Encopresis means soiling of underwear which is involuntary. By definition it implies children over the age of 4years.  It is due to long term constipation, and the child has lost the ability to be aware that he needs to go to the toilet. The lower end of the large intestine and the rectum have become so dilated that the child is unable to know when to go to the toilet. In this instance some ‘looser’ faeces will ‘break through’ and  soil the underwear which is particularly distressing to the child and his family. The management of this is complex.

 

The principals for managing this are similar to above.  There is a very good diary and explanation at Royal Children Website Encopresis Diary.
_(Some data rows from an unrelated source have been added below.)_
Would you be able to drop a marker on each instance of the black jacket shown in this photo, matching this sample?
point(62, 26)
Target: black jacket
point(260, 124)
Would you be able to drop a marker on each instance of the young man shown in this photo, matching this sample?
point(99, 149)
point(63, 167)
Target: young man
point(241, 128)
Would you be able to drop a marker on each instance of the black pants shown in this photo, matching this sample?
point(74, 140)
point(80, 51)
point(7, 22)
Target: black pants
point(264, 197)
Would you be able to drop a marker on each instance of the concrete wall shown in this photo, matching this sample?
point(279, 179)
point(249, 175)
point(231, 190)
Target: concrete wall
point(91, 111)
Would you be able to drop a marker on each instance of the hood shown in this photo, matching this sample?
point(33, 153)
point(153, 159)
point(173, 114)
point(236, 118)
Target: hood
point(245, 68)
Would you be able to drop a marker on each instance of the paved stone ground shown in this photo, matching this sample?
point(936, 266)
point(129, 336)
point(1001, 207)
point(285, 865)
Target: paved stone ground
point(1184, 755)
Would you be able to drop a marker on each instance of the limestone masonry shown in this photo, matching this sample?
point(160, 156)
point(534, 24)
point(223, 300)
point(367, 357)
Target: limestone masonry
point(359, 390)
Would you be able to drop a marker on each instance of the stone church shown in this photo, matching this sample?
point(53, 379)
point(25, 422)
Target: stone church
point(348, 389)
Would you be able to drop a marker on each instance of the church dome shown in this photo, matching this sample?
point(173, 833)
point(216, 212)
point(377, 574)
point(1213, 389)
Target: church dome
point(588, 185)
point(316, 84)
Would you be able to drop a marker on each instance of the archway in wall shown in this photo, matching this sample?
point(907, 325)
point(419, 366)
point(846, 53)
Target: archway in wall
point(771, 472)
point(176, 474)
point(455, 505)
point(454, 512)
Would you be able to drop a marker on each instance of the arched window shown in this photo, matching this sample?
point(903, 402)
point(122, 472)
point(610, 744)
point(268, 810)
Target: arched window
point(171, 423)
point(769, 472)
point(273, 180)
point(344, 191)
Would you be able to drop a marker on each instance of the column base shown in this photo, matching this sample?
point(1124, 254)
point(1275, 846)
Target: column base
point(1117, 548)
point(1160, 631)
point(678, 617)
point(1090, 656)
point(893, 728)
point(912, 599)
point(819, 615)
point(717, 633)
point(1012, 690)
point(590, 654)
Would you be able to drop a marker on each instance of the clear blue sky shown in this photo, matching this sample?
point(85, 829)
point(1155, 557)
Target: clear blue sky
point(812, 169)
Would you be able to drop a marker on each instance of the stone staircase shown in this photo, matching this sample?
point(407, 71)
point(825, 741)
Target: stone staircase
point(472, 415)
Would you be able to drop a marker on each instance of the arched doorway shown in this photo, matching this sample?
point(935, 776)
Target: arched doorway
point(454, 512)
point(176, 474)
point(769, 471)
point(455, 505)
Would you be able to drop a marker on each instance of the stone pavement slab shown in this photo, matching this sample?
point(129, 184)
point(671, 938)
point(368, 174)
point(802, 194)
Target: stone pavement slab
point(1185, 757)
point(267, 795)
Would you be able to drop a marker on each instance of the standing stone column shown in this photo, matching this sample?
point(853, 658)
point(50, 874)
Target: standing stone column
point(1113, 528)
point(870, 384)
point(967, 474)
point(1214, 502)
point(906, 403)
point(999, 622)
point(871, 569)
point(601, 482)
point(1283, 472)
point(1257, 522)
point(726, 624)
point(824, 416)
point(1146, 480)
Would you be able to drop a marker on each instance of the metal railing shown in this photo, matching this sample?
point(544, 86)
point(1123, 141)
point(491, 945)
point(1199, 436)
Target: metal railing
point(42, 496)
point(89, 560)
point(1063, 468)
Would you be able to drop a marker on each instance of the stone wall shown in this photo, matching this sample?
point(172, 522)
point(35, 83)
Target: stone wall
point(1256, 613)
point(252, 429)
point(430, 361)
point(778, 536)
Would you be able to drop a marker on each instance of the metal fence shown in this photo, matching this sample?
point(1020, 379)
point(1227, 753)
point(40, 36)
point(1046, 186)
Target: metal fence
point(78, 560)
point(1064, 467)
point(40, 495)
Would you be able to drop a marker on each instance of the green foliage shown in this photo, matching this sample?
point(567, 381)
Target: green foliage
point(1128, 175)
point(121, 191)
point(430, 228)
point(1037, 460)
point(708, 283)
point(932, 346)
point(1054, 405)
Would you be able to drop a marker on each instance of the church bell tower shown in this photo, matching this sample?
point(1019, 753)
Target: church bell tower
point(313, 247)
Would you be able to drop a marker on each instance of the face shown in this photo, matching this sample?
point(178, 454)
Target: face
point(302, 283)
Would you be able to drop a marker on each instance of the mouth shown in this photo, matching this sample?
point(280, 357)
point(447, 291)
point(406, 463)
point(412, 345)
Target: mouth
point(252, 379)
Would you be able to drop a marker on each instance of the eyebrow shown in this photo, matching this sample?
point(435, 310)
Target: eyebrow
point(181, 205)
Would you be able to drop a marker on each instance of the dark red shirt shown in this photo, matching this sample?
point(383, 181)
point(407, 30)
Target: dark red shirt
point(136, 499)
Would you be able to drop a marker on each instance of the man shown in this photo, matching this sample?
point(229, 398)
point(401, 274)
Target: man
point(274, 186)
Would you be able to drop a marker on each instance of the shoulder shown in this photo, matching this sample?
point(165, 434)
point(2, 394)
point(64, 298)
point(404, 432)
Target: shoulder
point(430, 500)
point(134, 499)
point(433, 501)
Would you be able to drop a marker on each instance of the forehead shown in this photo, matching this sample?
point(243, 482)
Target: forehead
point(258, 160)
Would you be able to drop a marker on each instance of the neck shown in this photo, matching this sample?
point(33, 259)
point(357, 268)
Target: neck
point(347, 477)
  1. See an experienced health professional to assess the encopresis, examine the child and rule out any medical factors
  2. Sort out any dietary issues.
  3. Commence a cleanout regime using the osmolax or movicol as mentioned above, but the doses sometimes are extraordinarily high. For example in some cases up to 6 – 8 scoops of osmolax are required if there is limited success with lower doses.  During this period the child needs to be kept home so they can concentrate on emptying their bowels in a comfortable environment. This may take several days. In extreme cases the child is admitted to hospital for a ‘cleanout.
  4. Use the above guidelines for regular toilet sitting.
  5. Once the cleanout has been successful remember it may take several months before the normal function of the bowel returns.  This means that softening agents will be needed constantly. The most common mistake is for parents to cease the medication feeling that it is no longer needed.